Le più antiche testimonianze sui popoli di Horgos si trovano nei primi scritti uinir, che descrivono le terre oltre i monti come “inospitali, abitate da tribù di Uhmar dissennati, che fanno della violenza il senso della loro esistenza”. Si riferiscono alle tribù delle pianure centrali, piccoli gruppi nomadi in perenne ricerca di nicchie di sopravvivenza, e quindi in aperto conflitto per l'ottenimento di risorse.
Anche alcuni testi uhmar di Gorth fanno riferimento ai nordici. Si tratta di testimonianze di esploratori e mercanti in cerca di nuove frontiere. Descrivono gli abitanti dei monti del nord come individui corpulenti, che per affrontare il freddo avevano irrobustito il proprio fisico, guerrieri instancabili e burberi, gelosi dei loro territori, quasi inavvicinabili. I contatti tra i due popoli erano molto rari, data la ritrosia dei nordici a ogni rapporto diplomatico.
A unire i popoli dei monti di Behrrandjr in una società stanziale fu la collaborazione per la cacciata dei Turgot verso sud. Le battaglie richiesero organizzazione, al punto che i nordici svilupparono una forma di scrittura, parallela a quella di Aredhil, fatta di simboli, utilizzati perlopiù per tattiche di guerra. Quando i Turgot furono spinti oltre le montagne, le tribù che avevano combattuto fianco a fianco si unirono in una società che si diede delle leggi scritte e fondò la città di Terast.
Sul versante orientale, Uhmar provenienti dal Learon, più precisamente dalle paludi di Nassar, si stabilirono nei pressi della foresta di Elathundir, dove sorse Hovalor. Gli Uhmar di Hovalor non si spinsero mai oltre i territori circostanti, poiché minacciati a ovest dai clan di razziatori delle piane centrali e a nord dalla Distesa ghiacciata, terra degli Uinir dei Ghiacci che tenevano lontani i visitatori.

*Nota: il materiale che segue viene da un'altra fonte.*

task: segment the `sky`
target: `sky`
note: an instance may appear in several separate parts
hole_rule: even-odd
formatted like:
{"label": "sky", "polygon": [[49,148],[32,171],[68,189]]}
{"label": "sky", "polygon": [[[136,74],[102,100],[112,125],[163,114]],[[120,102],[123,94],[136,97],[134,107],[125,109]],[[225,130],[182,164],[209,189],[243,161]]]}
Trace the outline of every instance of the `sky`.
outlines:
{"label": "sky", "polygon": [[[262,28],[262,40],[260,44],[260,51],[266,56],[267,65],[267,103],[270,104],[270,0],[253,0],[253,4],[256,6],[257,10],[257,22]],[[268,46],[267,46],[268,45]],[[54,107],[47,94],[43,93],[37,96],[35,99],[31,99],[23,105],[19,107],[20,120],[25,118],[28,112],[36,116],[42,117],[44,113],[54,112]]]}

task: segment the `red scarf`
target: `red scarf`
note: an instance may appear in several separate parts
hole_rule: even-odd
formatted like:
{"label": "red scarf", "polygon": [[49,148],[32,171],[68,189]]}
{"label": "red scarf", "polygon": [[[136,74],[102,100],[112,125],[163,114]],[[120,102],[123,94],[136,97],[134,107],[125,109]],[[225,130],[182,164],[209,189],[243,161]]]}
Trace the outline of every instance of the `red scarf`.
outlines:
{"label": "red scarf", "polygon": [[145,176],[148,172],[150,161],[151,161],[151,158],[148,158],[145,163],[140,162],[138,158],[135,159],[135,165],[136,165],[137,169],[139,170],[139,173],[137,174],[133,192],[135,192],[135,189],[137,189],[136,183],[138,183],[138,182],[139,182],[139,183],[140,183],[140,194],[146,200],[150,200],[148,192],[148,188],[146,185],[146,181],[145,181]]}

I contatti tra i nordici e gli altri popoli di Damas si intensificarono dopo la prima invasione del sottosuolo, quando la collaborazione divenne una necessità per ricacciare i Mhalakyte nel Gotrir. Con l'Era Gavriellum e la centralità del potere nei Grandi Templi, le civiltà nordiche si unirono nella Lega di Terast, mentre nelle pianure centrali i popoli nomadi continuarono a condurre una vita selvaggia, in una terra senza legge. Sui monti di Behrrandjr venne costruito il Tempio di Valenor, che divenne punto di riferimento della Luce in Horgos, e dal quale venne evocato il Valaidor, il drago bianco che contribuì alla cacciata del Grahmer e alla liberazione della superficie dai popoli del sottosuolo.